To evaluate the potential delivery of a lipid entrapped substance into osteosarcoma cells, we assessed the intracellular content of Sudan Red III loaded into the different NPs, as an index of intracellular uptake, in cells incubated for 24 h (Figure 10). The intracellular delivery of the dye was concentration-dependent, for both free Sudan Red III and Sudan Red III loaded in NPs. At all the tested concentrations the delivery of the dye by the uncoated NPs was similar to that of the free dye, suggesting that uncoated NPs did not provide an advantage. No appreciable differences were noticed between negatively-charged and positively-charged NPs. On the contrary, both negatively-charged and positively-charged NPs CaP-coated NPs delivered significantly more Sudan Red III than uncoated NPs or free dye. This result indicates that CaP coating confers a strong advantage in delivery entrapped substances within osteosarcoma cells.

Such CaP-coated NPs will be object of a soon forthcoming future investigation regarding drug entrapment, in vitro release, and osteosarcoma cell uptake.

4. Conclusions

The main purpose of this work was to develop CaP-coated lipid NPs suitable to improve the treatment of different bone diseases. In particular, starting from a liposome coating method reported in the literature, an innovative CaP coating method was successfully developed to obtain novel CaP-coated lipid NPs. More specifically, NPs were prepared by the technology called “cold dilution of microemulsions”. Modulating the composition of the starting µE, it was possible to obtain NPs with differently charged surfaces, serving as attaching points for the coating salts that precipitated layer-by-layer.

The main potential advantage of the novel developed lipid CaP-coated NPs is their higher uptake by osteosarcoma cells than uncoated ones, suggesting their selectivity to bone tissue as a promising prerequisite for bone-targeted drug delivery.

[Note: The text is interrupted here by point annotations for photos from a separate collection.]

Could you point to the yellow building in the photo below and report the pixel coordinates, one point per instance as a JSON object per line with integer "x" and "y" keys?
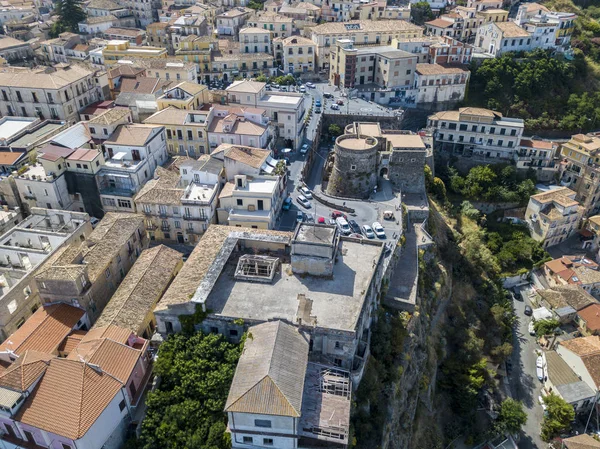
{"x": 198, "y": 49}
{"x": 116, "y": 50}
{"x": 493, "y": 15}
{"x": 187, "y": 96}
{"x": 186, "y": 131}
{"x": 298, "y": 54}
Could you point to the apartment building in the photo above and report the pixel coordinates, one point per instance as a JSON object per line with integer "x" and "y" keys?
{"x": 132, "y": 305}
{"x": 436, "y": 83}
{"x": 180, "y": 205}
{"x": 378, "y": 32}
{"x": 540, "y": 156}
{"x": 582, "y": 170}
{"x": 498, "y": 38}
{"x": 389, "y": 69}
{"x": 86, "y": 274}
{"x": 118, "y": 50}
{"x": 80, "y": 389}
{"x": 229, "y": 23}
{"x": 278, "y": 355}
{"x": 132, "y": 154}
{"x": 240, "y": 126}
{"x": 186, "y": 131}
{"x": 298, "y": 54}
{"x": 285, "y": 110}
{"x": 23, "y": 250}
{"x": 278, "y": 24}
{"x": 185, "y": 95}
{"x": 477, "y": 132}
{"x": 255, "y": 40}
{"x": 56, "y": 93}
{"x": 553, "y": 216}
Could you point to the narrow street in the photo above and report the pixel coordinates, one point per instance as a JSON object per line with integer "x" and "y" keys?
{"x": 524, "y": 383}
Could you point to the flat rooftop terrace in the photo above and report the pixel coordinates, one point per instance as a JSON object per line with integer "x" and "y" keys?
{"x": 336, "y": 302}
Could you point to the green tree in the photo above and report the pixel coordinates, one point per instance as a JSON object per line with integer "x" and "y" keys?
{"x": 511, "y": 417}
{"x": 421, "y": 12}
{"x": 334, "y": 130}
{"x": 69, "y": 13}
{"x": 558, "y": 417}
{"x": 186, "y": 411}
{"x": 545, "y": 327}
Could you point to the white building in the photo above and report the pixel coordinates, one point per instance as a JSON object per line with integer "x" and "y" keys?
{"x": 477, "y": 132}
{"x": 286, "y": 110}
{"x": 132, "y": 154}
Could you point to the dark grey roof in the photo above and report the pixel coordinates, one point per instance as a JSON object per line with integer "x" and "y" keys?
{"x": 269, "y": 378}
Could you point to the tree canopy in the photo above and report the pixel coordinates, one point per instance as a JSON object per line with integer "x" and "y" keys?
{"x": 186, "y": 411}
{"x": 558, "y": 417}
{"x": 69, "y": 13}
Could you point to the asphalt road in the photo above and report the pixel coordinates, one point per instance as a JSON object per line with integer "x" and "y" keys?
{"x": 524, "y": 383}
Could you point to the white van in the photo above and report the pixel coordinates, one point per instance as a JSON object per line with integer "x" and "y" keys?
{"x": 343, "y": 225}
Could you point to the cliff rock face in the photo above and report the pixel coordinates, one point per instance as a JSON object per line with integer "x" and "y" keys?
{"x": 419, "y": 366}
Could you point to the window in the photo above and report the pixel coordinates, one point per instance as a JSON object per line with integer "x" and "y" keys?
{"x": 262, "y": 423}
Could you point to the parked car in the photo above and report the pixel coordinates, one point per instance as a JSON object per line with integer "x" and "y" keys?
{"x": 287, "y": 203}
{"x": 303, "y": 201}
{"x": 378, "y": 230}
{"x": 343, "y": 225}
{"x": 517, "y": 294}
{"x": 368, "y": 232}
{"x": 306, "y": 192}
{"x": 539, "y": 368}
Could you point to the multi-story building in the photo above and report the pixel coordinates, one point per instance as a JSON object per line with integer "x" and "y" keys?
{"x": 132, "y": 154}
{"x": 288, "y": 284}
{"x": 497, "y": 38}
{"x": 278, "y": 355}
{"x": 540, "y": 156}
{"x": 239, "y": 126}
{"x": 477, "y": 132}
{"x": 553, "y": 216}
{"x": 440, "y": 84}
{"x": 298, "y": 54}
{"x": 185, "y": 95}
{"x": 186, "y": 131}
{"x": 582, "y": 170}
{"x": 86, "y": 274}
{"x": 95, "y": 378}
{"x": 23, "y": 250}
{"x": 132, "y": 305}
{"x": 118, "y": 50}
{"x": 279, "y": 25}
{"x": 363, "y": 67}
{"x": 379, "y": 32}
{"x": 286, "y": 110}
{"x": 255, "y": 40}
{"x": 229, "y": 23}
{"x": 56, "y": 93}
{"x": 179, "y": 206}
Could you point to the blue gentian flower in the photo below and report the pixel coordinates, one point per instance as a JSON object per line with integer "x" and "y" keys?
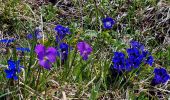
{"x": 108, "y": 22}
{"x": 120, "y": 63}
{"x": 137, "y": 45}
{"x": 161, "y": 76}
{"x": 136, "y": 55}
{"x": 7, "y": 40}
{"x": 46, "y": 56}
{"x": 14, "y": 68}
{"x": 23, "y": 49}
{"x": 148, "y": 58}
{"x": 63, "y": 50}
{"x": 135, "y": 58}
{"x": 61, "y": 32}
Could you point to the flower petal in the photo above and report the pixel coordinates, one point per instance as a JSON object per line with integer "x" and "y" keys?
{"x": 51, "y": 54}
{"x": 45, "y": 64}
{"x": 40, "y": 50}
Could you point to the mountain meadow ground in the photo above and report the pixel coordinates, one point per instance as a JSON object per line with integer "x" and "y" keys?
{"x": 84, "y": 50}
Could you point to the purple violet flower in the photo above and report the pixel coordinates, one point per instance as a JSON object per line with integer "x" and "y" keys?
{"x": 46, "y": 56}
{"x": 108, "y": 22}
{"x": 85, "y": 49}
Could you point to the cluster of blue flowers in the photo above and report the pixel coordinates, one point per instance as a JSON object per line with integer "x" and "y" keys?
{"x": 14, "y": 68}
{"x": 136, "y": 55}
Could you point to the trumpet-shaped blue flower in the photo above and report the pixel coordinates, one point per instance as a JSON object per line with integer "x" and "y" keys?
{"x": 14, "y": 68}
{"x": 46, "y": 56}
{"x": 23, "y": 49}
{"x": 108, "y": 22}
{"x": 62, "y": 51}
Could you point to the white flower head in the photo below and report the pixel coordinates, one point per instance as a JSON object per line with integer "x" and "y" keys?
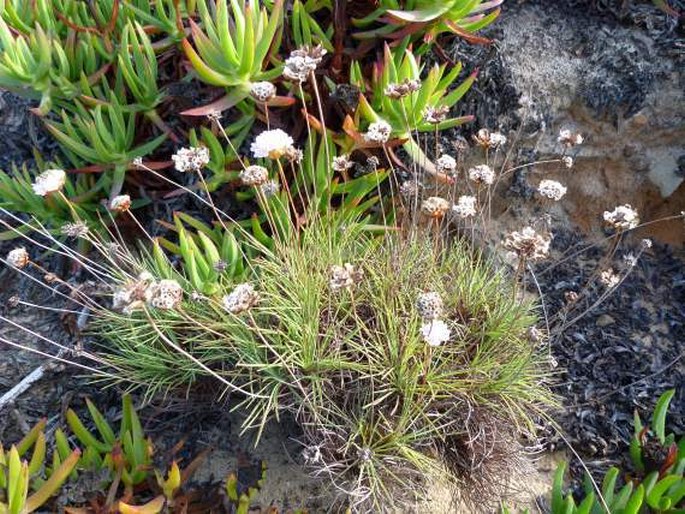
{"x": 242, "y": 298}
{"x": 551, "y": 189}
{"x": 482, "y": 174}
{"x": 191, "y": 159}
{"x": 254, "y": 175}
{"x": 435, "y": 207}
{"x": 50, "y": 181}
{"x": 378, "y": 132}
{"x": 435, "y": 332}
{"x": 18, "y": 258}
{"x": 120, "y": 203}
{"x": 623, "y": 217}
{"x": 446, "y": 164}
{"x": 465, "y": 206}
{"x": 165, "y": 294}
{"x": 271, "y": 144}
{"x": 528, "y": 244}
{"x": 263, "y": 91}
{"x": 570, "y": 139}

Several physico-chemical techniques were then employed to characterize the obtained CaP coating. Additionally, the freeze-drying process was introduced to increase the overtime stability of the CaP-NPs, preventing the loss of the coating from the NP surface.

In vitro cell viability studies performed on the developed systems evidenced no cytotoxicity on osteosarcoma cells for all the tested samples. Furthermore, the loading of Sudan Red III into CaP-NPs, used as a model, mimicking an entrapped drug, allowed to evaluate the dye uptake in human osteosarcoma cells. The results highlighted that CaP-NPs delivered more dye to the cells within 24 h than the uncoated NPs and showed that the CaP-coating plays a key role in enhancing the delivery of an entrapped molecule to bone cells.

However, further studies are needed to assess the possible employment of the here proposed CaP-NPs as a selective drug delivery system for bone therapies. In the near future, antitumor drugs will be loaded into CaP-NPs to study their potential application in human and canine osteosarcoma treatment.